Don't expect soul food from Soul Kitchen in Kaiserslautern
May 12, 2015
Don’t expect to catch a whiff of hot grease frying up a pan of hush puppies or johnnycakes at Soul Kitchen in Kaiserslautern.
After eating lunch at the recently renovated restaurant inside the downtown SAKS Urban Design Hotel, I can tell you that soul food — down-home cooking that most Americans associate with the southern United States — is not what gives this kitchen its name.
The name might pay homage to the 2009 German comedy of the same name, about a German-Greek chef and his ramshackle “Soul Kitchen” diner on the outskirts of Hamburg. The appearance of the restaurant’s name, adorning the backside of the SAKS hotel in bright orange letters, is somewhat similar to the movie logo.
Or the name might just be a catchy knockoff. A quick Google search reveals Soul Kitchens are a dime a dozen, popping up all over the place, from the Philippines to Istanbul. Soul Kitchen in Florence, Italy, “a trendy design bar,” even has its own entry in a Lonely Planet travel guide. Another, in Leeds, England, at least recognizes what type of food the name does for expectations — shrimp and grits and jambalaya are among its menu selections.
There are no such soulful offerings at Kaiserslautern’s Soul Kitchen, if we’re talking about food that is comforting to the soul. One exception: The “juicy fried rumpsteak” with a side of fried potatoes might be that, if a cut from a cow’s buttocks is your thing.
Rumpsteak is certainly a Deutschland staple, but Soul Kitchen avoids being just another German eatery. The bulk of its menu falls under the heading “Italian Kitchen,” though not of the cookie-cutter, Olive Garden variety. Among the appetizers is octopus and yellowfin tuna carpaccio. Pasta and vegetarian main dishes offer some unique combinations: The gnocchi, for instance, comes with asparagus, swordfish, bear’s garlic, pesto and cherry tomatoes.
If that lineup doesn’t tickle your Italian taste buds, then there’s sure to be a pizza combination that doesn’t disappoint, though navigating the 16 varieties could be a challenge. Pizza Americano seems to promise the most indigestion, loaded with ground meat sauce, cheese, bacon, barbecue sauce and jalapenos. Alka Seltzer, anyone?

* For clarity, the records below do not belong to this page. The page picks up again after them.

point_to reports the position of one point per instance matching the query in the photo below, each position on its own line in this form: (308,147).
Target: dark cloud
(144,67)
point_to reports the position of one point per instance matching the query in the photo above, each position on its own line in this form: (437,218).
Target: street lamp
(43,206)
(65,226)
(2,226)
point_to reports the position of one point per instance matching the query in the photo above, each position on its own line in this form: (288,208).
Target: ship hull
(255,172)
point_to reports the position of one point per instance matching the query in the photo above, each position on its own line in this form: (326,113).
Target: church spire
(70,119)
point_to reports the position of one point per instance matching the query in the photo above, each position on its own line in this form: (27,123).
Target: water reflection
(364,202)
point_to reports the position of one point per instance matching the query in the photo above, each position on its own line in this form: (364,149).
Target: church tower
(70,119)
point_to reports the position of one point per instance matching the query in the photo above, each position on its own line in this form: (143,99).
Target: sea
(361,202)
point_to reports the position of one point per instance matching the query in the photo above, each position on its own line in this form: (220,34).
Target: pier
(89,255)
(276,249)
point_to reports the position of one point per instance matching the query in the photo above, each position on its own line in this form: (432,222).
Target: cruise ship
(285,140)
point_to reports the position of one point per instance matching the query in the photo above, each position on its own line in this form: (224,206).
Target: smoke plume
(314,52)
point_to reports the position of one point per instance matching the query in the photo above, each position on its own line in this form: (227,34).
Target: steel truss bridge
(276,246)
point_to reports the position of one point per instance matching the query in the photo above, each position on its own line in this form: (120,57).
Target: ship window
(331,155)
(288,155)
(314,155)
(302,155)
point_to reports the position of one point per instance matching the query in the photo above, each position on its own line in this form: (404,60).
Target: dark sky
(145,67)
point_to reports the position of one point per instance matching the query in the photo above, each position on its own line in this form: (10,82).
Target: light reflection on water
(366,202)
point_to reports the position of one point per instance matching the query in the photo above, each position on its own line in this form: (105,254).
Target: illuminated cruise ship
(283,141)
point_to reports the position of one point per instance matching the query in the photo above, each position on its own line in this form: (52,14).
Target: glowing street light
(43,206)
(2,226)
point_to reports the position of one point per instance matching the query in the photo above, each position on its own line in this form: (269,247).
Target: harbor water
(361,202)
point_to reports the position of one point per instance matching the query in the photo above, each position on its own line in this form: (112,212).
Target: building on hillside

Even with its focus on Italian, Soul Kitchen seems to be aiming for a wider palate. Not in the mood for pizza or pasta? Try a “soul burger” topped with cheddar cheese and bacon, an “original” wiener schnitzel with mashed potatoes and stewed onions, braised lamb or Irish ribeye.
I chose the salmon pasta, served in a cream sauce with asparagus, cooked just right, bright green and crisp. Lunch, it seems, is meant to be a simple, quick affair, served from noon to 2 p.m. weekdays. The lunch menu was limited, but service was prompt and friendly. My meal came with bread and a salad. I left stuffed, out only 11.50 euros.
The small but varied selection sets Soul Kitchen apart from the typical German and Italian restaurants that dot the Kaiserslautern food scene — and that, on occasion, can be good for one’s soul.